Erfindet «Kokowääh 2» die Romantikkomödie neu oder wärmt Til Schweiger nur alte Ideen auf?

Wenn selbst die Fortsetzungsmaschinerie Hollywood ein Genre in Frieden lässt, muss dies etwas zu bedeuten haben. Weshalb Sequels zu Romantikkomödien eine absolute Rarität darstellen, ist rasch erklärt: Zwei Fremde treffen sich, finden Zuneigung füreinander, kommen zusammen. Ende. Wovon soll eine Fortsetzung bitte handeln? Til Schweiger traute sich bereits einmal ins kaum erforschte Gebiet der RomCom-Sequels vor, wo er sich erstaunlich tapfer schlug. «Zweiohrküken» nahm das sympathische, ungleiche Paar aus «Keinohrhasen», stellte die Frage, ob zwei so unähnliche Menschen wirklich glücklich bleiben können und brachte so einen plausiblen, neuen Plot ins Rollen. Humor und Charakterisierungen blieben auf dem Niveau des ersten Teils und so schuf Schweiger eine angemessene Weiterführung seines Publikumslieblings. „Was einmal klappt, klappt auch zweimal“, dachte sich da der Autor, Produzent, Hauptdarsteller und Regisseur. Also
köchelte er ein Sequel zur Romantikdramödie «Kokowääh». Jedoch verließ Schweiger dabei das Glück und statt eines genüsslichen Nachschlags kam nur schlecht abgeschmecktes Restessen zustande.

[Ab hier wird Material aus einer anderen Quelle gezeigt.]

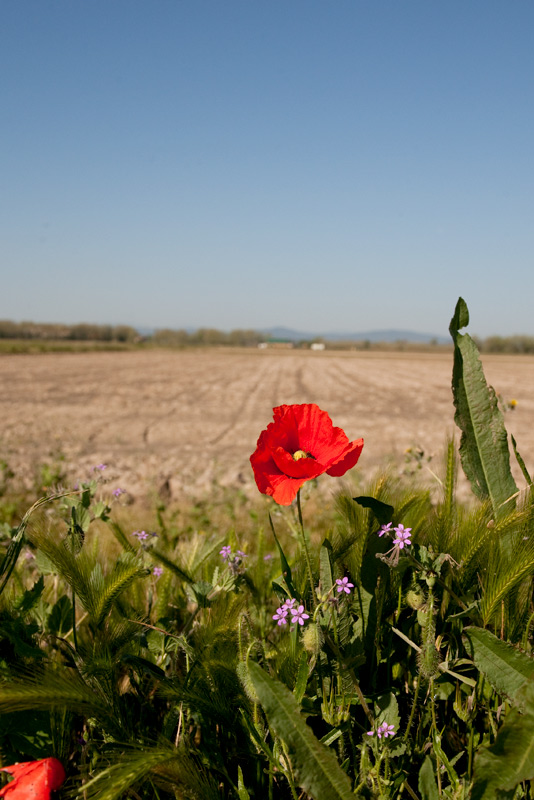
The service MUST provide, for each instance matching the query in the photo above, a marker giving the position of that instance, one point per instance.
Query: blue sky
(348, 165)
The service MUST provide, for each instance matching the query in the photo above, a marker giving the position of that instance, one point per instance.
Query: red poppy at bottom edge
(300, 444)
(33, 780)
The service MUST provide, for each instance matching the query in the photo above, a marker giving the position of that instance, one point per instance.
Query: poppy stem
(306, 549)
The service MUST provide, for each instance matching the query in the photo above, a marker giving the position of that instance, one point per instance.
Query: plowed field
(182, 420)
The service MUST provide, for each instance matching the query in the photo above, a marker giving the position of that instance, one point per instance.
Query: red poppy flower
(33, 780)
(300, 444)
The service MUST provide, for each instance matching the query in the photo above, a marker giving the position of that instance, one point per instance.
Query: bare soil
(179, 421)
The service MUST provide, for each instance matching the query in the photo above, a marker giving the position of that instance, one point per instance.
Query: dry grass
(178, 422)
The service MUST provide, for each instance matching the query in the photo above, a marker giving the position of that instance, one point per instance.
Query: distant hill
(371, 336)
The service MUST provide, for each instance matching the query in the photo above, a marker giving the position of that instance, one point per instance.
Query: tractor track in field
(187, 419)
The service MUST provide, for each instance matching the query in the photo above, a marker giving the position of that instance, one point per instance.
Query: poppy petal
(302, 468)
(347, 460)
(33, 780)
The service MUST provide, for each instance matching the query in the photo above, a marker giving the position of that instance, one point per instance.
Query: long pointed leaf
(505, 668)
(484, 443)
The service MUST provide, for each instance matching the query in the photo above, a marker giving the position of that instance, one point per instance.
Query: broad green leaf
(315, 767)
(484, 443)
(428, 787)
(382, 511)
(507, 669)
(510, 760)
(241, 788)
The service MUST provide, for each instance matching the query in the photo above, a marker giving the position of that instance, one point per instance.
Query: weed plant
(380, 648)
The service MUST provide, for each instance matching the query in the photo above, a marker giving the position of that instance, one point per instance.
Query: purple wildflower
(298, 615)
(403, 536)
(280, 616)
(385, 730)
(343, 585)
(288, 604)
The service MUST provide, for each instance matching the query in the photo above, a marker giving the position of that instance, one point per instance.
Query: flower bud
(313, 639)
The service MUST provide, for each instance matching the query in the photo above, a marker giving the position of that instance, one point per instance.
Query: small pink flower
(385, 730)
(343, 585)
(403, 537)
(298, 615)
(280, 616)
(385, 529)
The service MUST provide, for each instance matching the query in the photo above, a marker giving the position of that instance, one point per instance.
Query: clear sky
(343, 165)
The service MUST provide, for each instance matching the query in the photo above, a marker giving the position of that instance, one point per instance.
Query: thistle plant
(385, 655)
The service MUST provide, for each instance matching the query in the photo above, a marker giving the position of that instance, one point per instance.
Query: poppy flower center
(298, 454)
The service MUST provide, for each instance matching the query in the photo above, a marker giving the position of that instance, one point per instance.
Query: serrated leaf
(315, 767)
(382, 511)
(286, 580)
(241, 788)
(507, 669)
(428, 787)
(484, 449)
(325, 566)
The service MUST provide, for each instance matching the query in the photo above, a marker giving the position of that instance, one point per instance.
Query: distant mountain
(292, 335)
(371, 336)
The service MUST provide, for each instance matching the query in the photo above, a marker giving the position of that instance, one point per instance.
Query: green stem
(435, 732)
(414, 704)
(306, 550)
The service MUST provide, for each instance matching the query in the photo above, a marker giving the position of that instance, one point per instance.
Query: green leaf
(484, 443)
(241, 788)
(315, 767)
(382, 511)
(510, 760)
(59, 620)
(507, 669)
(428, 787)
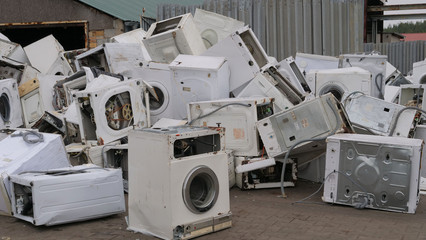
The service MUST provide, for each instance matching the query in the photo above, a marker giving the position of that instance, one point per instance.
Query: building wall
(100, 26)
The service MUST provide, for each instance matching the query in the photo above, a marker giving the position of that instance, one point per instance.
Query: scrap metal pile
(177, 115)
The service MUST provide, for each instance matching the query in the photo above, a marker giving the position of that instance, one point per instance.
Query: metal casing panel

Zu viele Zutaten verderben den Brei


Was hat der Publikumsmagnet denn so alles zusammengerührt, um das Patchworkfamilienidyll aus «Kokowääh» genügend für einen zweiten Part aufzurütteln?

Da wäre die ambitionierte Romanautorin Katharina (Jasmin Gerat), die nun wieder mit ihrem Ex-Freund Henry (Til Schweiger) zusammenlebt. Um ihre geistreichen Bücher kann sie sich aufgrund des Neugeborenen Louis und Henrys Schlampigkeit im Haushalt allerdings nicht kümmern. Also zieht sie von jetzt auf gleich radikal die Notbremse und bittet ihren stressigen Freund um eine Auszeit. Das gibt einem Großteil des Publikums die Gelegenheit, sich über die herrschsüchtige Frau aufzuregen, die zu faul ist, mal ein ruhiges Gespräch zu führen und lieber gleich ein Liebes-Aus auf Raten vorschlägt. Andere werden für sie Partei ergreifen, da mit einem Kerl wie Henry gewiss eh keine Diskussion möglich wäre – und vor allem ist es für Schweigers Leinwand-Alter-Ego die perfekte Gelegenheit, wieder einmal nach einigen Alltagsfehltritten (Huch, da fällt das Baby vom Wickeltisch! Ach, da zankt man sich mit dem Freund der Tochter!) mit liebevollen Albernheiten das Herz der störrischen Dame zu erobern. Und so intelligent sie sich auch verkaufen mag, am Ende ist natürlich der Kumpeltyp auf sozialer Ebene fähiger und in Gefühlsfragen eloquenter. Wenn er denn muss.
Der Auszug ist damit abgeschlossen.